Anschließend kehrte er in seine Heimat zurück, wo er feststellen musste, dass ein Großteil seiner Familie von den Nationalsozialisten ermordet worden war. Er heiratete die Tochter eines Onkels, der es in den Reihen der Armee auf wundersame Weise gelungen war zu überleben, und das Paar lebte viele Jahrzehnte mit seinen beiden Söhnen in der Ukraine.

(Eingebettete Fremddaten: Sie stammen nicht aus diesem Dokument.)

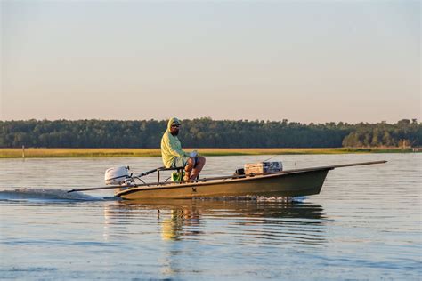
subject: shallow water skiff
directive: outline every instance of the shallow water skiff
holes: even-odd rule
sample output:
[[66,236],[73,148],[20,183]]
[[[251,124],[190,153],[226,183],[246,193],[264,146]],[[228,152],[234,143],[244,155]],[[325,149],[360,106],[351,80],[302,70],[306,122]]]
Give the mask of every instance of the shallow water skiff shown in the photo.
[[[68,192],[115,189],[122,199],[183,199],[239,196],[302,197],[319,194],[329,171],[335,168],[382,164],[386,161],[353,163],[329,166],[286,170],[276,173],[249,173],[223,177],[199,178],[195,181],[160,181],[160,172],[153,169],[138,176],[126,176],[119,185],[72,189]],[[179,171],[181,168],[178,169]],[[158,173],[158,181],[144,182],[141,178]],[[141,181],[142,184],[135,183]]]

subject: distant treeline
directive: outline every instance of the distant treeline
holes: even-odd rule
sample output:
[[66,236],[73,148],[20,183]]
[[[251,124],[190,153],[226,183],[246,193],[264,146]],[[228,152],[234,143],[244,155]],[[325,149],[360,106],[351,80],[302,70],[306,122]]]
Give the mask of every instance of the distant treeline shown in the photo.
[[[0,121],[0,147],[159,148],[166,121]],[[183,120],[185,148],[338,148],[421,146],[422,124],[326,123],[283,120]]]

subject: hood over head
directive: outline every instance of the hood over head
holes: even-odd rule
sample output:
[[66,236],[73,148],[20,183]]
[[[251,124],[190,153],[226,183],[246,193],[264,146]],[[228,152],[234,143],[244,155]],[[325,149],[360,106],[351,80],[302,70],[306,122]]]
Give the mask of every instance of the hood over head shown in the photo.
[[180,120],[177,119],[176,117],[170,118],[170,120],[168,120],[168,124],[167,124],[167,130],[168,130],[168,131],[170,131],[170,127],[171,127],[172,124],[180,124]]

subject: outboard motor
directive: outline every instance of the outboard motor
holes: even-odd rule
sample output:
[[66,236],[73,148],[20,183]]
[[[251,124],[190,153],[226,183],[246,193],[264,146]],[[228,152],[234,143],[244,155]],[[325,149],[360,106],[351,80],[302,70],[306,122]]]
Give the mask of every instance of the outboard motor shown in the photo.
[[131,174],[129,174],[129,166],[107,169],[104,175],[105,184],[107,185],[121,185],[130,178]]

Dann, 1990, entschied sich die Familie für die gemeinsame Emigration nach Israel, und Rozenfeld, der bereits in den Jahren davor Kontakte zu Sobibor-Überlebenden in der Sowjetunion geknüpft und öffentlich in Schulen und bei Gedenkveranstaltungen über seine Erfahrungen berichtet hatte, traf noch weitere Überlebende wieder – darunter sein ehemaliger Fluchtgefährte Dov Freiberg.
Semyon Rozenfeld hat bis zu seinem Tod nicht aufgehört, der Welt von den Schrecken der deutschen Mordlager zu berichten. Seine Erinnerungen sind für uns von unschätzbarem Wert; sein Tod hinterlässt eine Lücke, die nicht gefüllt werden kann. Nun, da auch er gegangen ist, liegt die Verantwortung bei uns, seine Geschichte zu erzählen und die Erinnerung zu wahren.